The U.S. Is Not a “Debtor Nation”!
The May 16, 2019 New York Times article, Trump Found a Love for Tariffs Battling a Booming ‘80’s Japan by Jim Tankersley and Mark Landler, mentions Donald Trump’s belief that “We’re a debtor nation”. Such erroneous belief is in line with the fallacious conventional economic wisdom that the United States depends on foreign capital to finance its budget deficits. That mistaken theory, based on the superficial observation that foreigners hold some of our Treasury bonds, persists even after the Federal Reserve’s enormous QE (quantitative easing) which financed the entire budget deficit (over $3 trillion) from 2011 to 2014. That enormous round of QE financing by the Fed should make clear that we have no need for foreign capital. Mysteriously, that economic reality is still not understood by most economists and politicians. We have the Fed’s QE, so we will never need Chinese or Japanese capital. We are most certainly not addicted to (or dependent on) foreign capital.

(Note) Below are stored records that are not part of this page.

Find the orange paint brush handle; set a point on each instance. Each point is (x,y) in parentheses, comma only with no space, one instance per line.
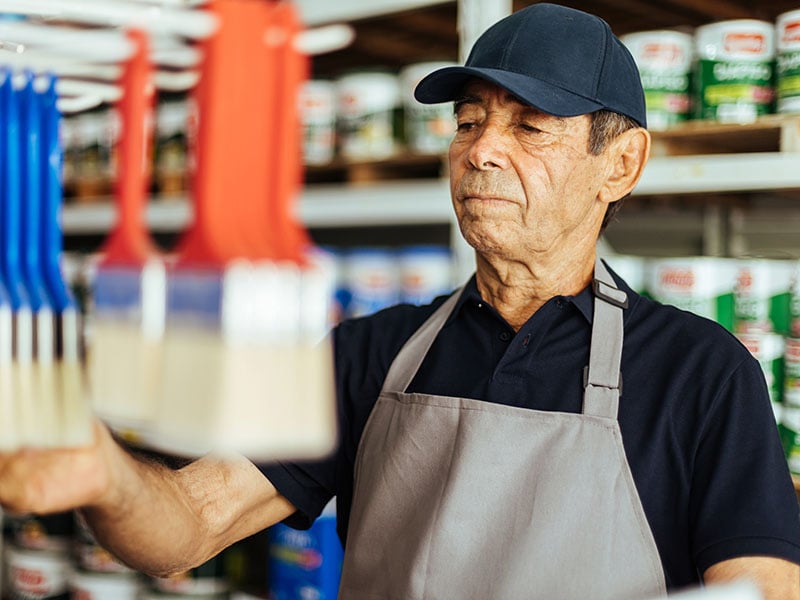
(293,67)
(129,242)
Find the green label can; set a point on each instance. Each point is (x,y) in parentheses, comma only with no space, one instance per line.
(789,428)
(794,303)
(664,59)
(762,295)
(702,285)
(734,70)
(791,372)
(768,350)
(318,117)
(787,68)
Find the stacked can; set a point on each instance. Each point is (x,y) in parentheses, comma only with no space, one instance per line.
(318,115)
(664,59)
(37,558)
(306,564)
(369,115)
(787,70)
(789,424)
(702,285)
(429,128)
(96,574)
(734,70)
(761,317)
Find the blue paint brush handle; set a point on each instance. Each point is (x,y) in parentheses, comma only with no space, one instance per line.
(11,181)
(31,154)
(52,238)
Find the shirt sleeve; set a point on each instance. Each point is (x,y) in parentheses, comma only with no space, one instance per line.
(740,457)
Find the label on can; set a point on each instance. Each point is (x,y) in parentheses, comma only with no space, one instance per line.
(369,115)
(701,285)
(664,59)
(372,280)
(318,116)
(791,371)
(734,70)
(789,428)
(429,128)
(762,295)
(425,273)
(768,350)
(787,69)
(37,574)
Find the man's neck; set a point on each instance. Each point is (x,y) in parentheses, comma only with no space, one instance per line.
(517,290)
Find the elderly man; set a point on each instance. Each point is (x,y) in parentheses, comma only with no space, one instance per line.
(543,432)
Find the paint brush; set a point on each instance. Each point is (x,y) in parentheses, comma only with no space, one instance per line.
(128,291)
(231,369)
(45,428)
(74,411)
(11,263)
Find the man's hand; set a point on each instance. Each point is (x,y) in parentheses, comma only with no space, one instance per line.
(55,480)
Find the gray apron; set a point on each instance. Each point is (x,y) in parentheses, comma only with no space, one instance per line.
(457,498)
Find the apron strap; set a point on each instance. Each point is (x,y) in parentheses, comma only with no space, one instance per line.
(408,360)
(601,379)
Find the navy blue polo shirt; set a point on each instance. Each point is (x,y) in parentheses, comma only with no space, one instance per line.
(695,416)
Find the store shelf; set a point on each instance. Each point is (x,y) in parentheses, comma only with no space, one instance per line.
(395,203)
(753,171)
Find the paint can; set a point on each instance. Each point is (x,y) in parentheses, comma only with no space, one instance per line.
(664,59)
(318,117)
(37,574)
(787,66)
(734,70)
(104,586)
(368,112)
(702,285)
(425,273)
(762,295)
(768,350)
(429,128)
(372,280)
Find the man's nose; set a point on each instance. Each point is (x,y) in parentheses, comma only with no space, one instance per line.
(489,149)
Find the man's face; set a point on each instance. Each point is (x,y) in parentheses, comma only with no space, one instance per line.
(522,181)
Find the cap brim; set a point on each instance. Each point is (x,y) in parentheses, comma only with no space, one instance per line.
(445,85)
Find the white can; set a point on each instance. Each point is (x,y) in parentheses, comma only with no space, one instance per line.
(104,586)
(368,115)
(37,574)
(664,59)
(372,280)
(633,269)
(425,273)
(318,116)
(733,76)
(787,68)
(702,285)
(429,128)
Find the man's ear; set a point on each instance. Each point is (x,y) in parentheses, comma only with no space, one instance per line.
(627,155)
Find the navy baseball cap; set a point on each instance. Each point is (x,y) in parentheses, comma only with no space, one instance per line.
(563,61)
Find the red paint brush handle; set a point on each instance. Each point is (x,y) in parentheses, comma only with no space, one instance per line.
(129,242)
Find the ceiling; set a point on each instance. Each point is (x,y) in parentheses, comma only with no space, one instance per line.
(430,33)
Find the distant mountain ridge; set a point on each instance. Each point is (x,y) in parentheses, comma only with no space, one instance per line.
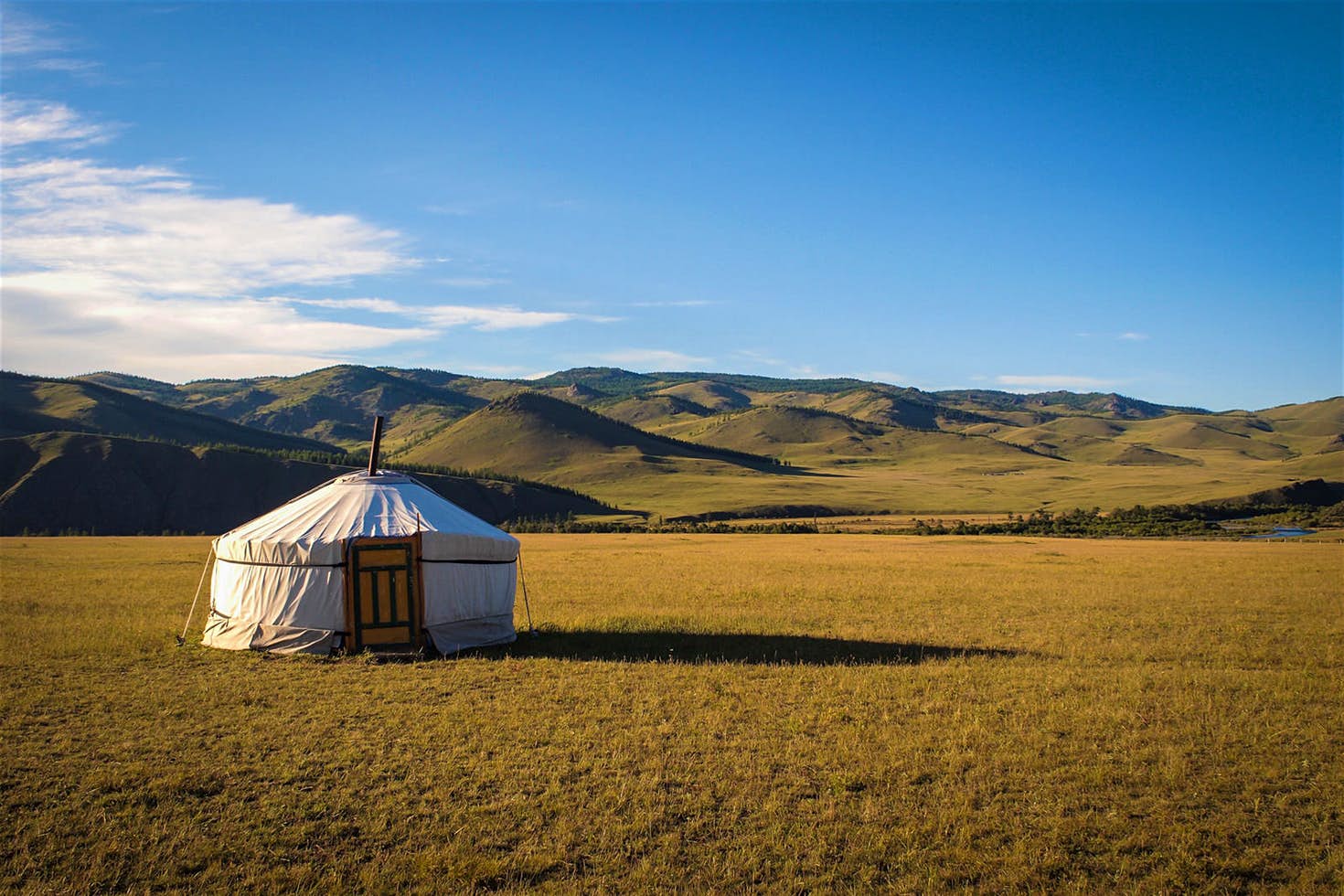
(697,443)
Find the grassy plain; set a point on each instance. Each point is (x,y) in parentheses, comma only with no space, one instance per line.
(705,713)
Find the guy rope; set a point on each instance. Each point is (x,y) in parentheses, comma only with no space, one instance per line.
(182,638)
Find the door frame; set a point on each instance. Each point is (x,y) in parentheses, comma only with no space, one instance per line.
(354,643)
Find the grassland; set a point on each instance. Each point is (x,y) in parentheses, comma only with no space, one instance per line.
(709,712)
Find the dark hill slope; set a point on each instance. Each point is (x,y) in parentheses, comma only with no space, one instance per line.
(535,435)
(62,481)
(335,403)
(33,404)
(137,386)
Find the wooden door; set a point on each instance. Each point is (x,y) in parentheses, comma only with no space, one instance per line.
(383,594)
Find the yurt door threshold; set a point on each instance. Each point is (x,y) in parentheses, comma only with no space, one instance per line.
(383,600)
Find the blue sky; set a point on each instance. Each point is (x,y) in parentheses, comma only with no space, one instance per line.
(1141,197)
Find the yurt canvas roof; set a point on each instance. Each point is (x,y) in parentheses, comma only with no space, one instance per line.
(311,529)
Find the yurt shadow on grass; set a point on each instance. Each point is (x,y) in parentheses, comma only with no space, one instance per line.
(745,649)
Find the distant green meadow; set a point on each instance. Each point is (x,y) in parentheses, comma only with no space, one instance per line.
(699,712)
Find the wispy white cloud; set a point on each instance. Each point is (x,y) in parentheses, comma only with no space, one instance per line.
(139,269)
(375,305)
(1052,382)
(23,35)
(758,357)
(445,316)
(26,121)
(652,357)
(474,283)
(146,229)
(31,43)
(491,318)
(63,324)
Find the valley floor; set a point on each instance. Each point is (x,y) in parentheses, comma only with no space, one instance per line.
(699,712)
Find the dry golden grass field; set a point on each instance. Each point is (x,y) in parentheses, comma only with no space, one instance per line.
(784,713)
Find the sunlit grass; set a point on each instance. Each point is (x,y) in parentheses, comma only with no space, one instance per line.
(699,712)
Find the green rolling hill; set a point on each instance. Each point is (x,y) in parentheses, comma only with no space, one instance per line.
(698,443)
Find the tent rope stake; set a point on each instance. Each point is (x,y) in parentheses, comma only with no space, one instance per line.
(526,604)
(182,638)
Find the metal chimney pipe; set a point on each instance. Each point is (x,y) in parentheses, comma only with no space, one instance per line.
(378,440)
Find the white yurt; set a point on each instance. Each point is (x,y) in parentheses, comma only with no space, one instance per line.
(366,560)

Why is it that foreigners holding even large amounts of our Treasury bonds does not mean we are a “debtor nation”? The reason is that all of our government debt is in our own currency, the dollar, not in a foreign currency. The difference is crucial. First of all, the Fed can always service foreign-held Treasury bonds with QE (which is essentially printed money), meaning that foreign-held government debt is never a problem (nor is domestically-held government debt!). Secondly, if the dollar exchange rate drops, our foreign-held debt will not increase. Whereas when a nation’s debt is in foreign currency, that debt will increase in terms of the nation’s own currency when the national currency weakens. So, to be a “debtor nation” means having government debt in a foreign currency, regardless of the nationality of the bond holders. A nation is not a “debtor nation” just because foreigners own some government bonds when those bonds are in the nation’s own currency.
Another point: consider Argentina and Brazil, for example, nations which have had recurring severe economic crises due to their truly foreign debt denominated in US dollars, not their own currency. That foreign debt increased as the exchange rate of their national currencies fell, leading to a downward spiral whose initial cause was bad economic policy. The decision to borrow in foreign currency was economically and politically expedient for the short term, but inevitably disastrous. The Argentina/Brazil crises were compounded by the monumental mistake of persisting with foreign currency financing, organized by the IMF and requiring tight fiscal and monetary policies, which deepened and lengthened the crises!
The IMF has truly been totally incompetent, even with Poland and Russia, as they emerged from communism in the early 1990’s, imposing fiscal and monetary austerity along with artificially strong national currencies (making their economies much less trade competitive) in exchange for fresh dollar denominated loans. Those were extremely counterproductive policies, deepening and lengthening the Polish and Russian recessions to depression levels. Poland and Russia both ended up feeling that the IMF’s advice was economic sabotage directed by the United States. In fact, the IMF was not attempting sabotage, it was simply grossly incompetent. The only good advice for nations is to never borrow in a foreign currency. And, to never implement fiscal and monetary austerity during recessions (which caused the Great Depression of the 1930’s and the long, deep recession in the Eurozone starting in 2011).